Locked out

created:2012-01-21
updated:2012-01-25

Let’s pretend you have this awesome Web 2.0 application with a shiny user interface, using the most recent technology available in the browser. Of course your application uses some kind of API to talk to your backend – the details don’t matter here. And everything is fine.

Until, one day, you discover someone wrote a free desktop client that uses your API, which was never meant to be “public”, to do exactly the task your Web 2.0 application was designed for. It is fast, lightweight and easy to use, but wait: It doesn’t show the user any advertising.

So, what are you going to do about it? Your first idea: Let’s encrypt the API requests. Encryption is widely used and there are algorithms considered “secure” by experts, so what could possibly go wrong?

But a few days after implementing the encryption and deploying it to your servers this annyoing little third-party client is updated: Now it encrypts the API requests too! Well, you say to yourself, we’ll just update the encryption keys and everything is fine again. You do that and not even a day after you deploy the change the third-party client is updated and works again.

What happened? Your Web 2.0 application somehow needs to encrypt the requests, so you had to put the key into the JavaScript, protected by a layer of eval() obfuscation as seen below. You can sense the problem already: You gave away the encryption key, rendering the encryption useless.
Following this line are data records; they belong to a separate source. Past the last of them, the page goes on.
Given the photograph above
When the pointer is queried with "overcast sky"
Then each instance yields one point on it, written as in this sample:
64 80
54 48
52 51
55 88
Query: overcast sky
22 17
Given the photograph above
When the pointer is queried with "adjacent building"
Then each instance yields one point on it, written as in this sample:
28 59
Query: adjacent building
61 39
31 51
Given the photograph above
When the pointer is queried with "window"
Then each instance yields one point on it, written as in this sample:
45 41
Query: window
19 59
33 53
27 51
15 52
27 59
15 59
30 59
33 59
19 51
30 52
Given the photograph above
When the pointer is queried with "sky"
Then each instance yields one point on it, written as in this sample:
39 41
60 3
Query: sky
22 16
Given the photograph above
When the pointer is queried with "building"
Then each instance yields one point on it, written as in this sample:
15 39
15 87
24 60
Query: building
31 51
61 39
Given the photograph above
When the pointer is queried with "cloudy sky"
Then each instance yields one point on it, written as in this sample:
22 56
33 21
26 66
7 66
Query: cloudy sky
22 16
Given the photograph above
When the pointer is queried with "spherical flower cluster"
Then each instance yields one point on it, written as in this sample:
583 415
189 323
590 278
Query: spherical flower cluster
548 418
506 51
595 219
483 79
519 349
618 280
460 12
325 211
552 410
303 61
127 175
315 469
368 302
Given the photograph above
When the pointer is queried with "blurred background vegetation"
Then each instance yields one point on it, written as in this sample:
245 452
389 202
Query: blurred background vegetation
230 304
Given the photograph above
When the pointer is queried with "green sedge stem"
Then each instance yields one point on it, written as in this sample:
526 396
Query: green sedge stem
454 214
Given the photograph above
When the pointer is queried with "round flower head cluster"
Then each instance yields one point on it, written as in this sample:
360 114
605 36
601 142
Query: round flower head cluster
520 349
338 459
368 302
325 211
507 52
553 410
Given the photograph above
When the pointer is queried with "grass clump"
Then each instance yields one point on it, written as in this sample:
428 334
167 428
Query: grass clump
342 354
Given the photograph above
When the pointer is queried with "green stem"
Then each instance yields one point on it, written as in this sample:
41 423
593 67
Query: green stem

The obfuscation didn’t protect you either.

/* Classic XOR cipher with plaintext x and key k, from www.pandora.com */
function _m(x, k) {
    var r = "";
    for(var i=0; i < x.length; i++) {
        r += String.fromCharCode(x.charCodeAt(i) ^ k[i % k.length]);
    }
    return r;
}

As the time passes more and more people start using this third-party client, new implementations with different user interfaces in different programming languages appear and they’re all using your API – encryption with rotating keys did not solve your problem at all. Is there anything else you can do? After all you have to pay your bills from your advertisement revenue!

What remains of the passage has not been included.